If you read the whole article at The Guardian, watch for how “natural selection” as a phrase served little more than a placeholder for ignorance, a label seeming to confer understanding where there was none. At one time, Buranyi describes natural selection glowingly as a grand narrative that unifies all of biology. But then he will say, “Natural selection seemed to be asleep at the wheel” when it apparently played no role in a trait, or “natural selection was not the all-powerful force that many had assumed it to be.” Of course natural selection is not a force at all. It is an outcome of chance, the SHL. Whatever happens, selection did it.
Watch also for “physics envy” among evolutionary biologists: their desire to have a grand narrative (or story/theory) that might unify their field. They got their story, all right, but never a scientific theory that would explain the particulars. Buranyi ends with this cryptic tone of despair: “What’s the point, they might ask. The field works, the work continues.” Does that sound like a commitment to truth wherever the evidence leads? Or does it sound like job security for storytellers?

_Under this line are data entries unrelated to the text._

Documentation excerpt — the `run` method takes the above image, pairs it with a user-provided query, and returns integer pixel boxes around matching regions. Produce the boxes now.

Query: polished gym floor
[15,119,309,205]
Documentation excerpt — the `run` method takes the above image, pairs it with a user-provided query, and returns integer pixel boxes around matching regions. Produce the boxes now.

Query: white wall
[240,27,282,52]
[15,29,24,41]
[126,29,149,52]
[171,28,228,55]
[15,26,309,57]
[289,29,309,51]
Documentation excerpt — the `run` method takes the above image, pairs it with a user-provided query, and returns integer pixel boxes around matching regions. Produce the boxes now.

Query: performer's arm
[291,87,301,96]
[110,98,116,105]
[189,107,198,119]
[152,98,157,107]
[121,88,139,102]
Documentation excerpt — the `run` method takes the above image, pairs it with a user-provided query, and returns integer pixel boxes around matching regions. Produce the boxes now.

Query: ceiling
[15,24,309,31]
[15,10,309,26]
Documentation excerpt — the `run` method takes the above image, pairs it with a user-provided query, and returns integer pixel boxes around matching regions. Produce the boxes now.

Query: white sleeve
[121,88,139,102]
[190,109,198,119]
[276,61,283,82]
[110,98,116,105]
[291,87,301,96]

I strongly recommend a book by another reporter who knew many of the evolution champions personally and spoke with them: Tom Bethell, author of Darwin’s House of Cards. Resources like these can help Christians comprehend how Satan used a dupe like Darwin to write a masterpiece of deception that took over the world. Once the dupe was discarded, and the house of cards was exposed, the damage had already been done. There would be no repentance, no correction, and no turning back. Satan would have turned millions against their Creator (but see Revelation 14:6-7).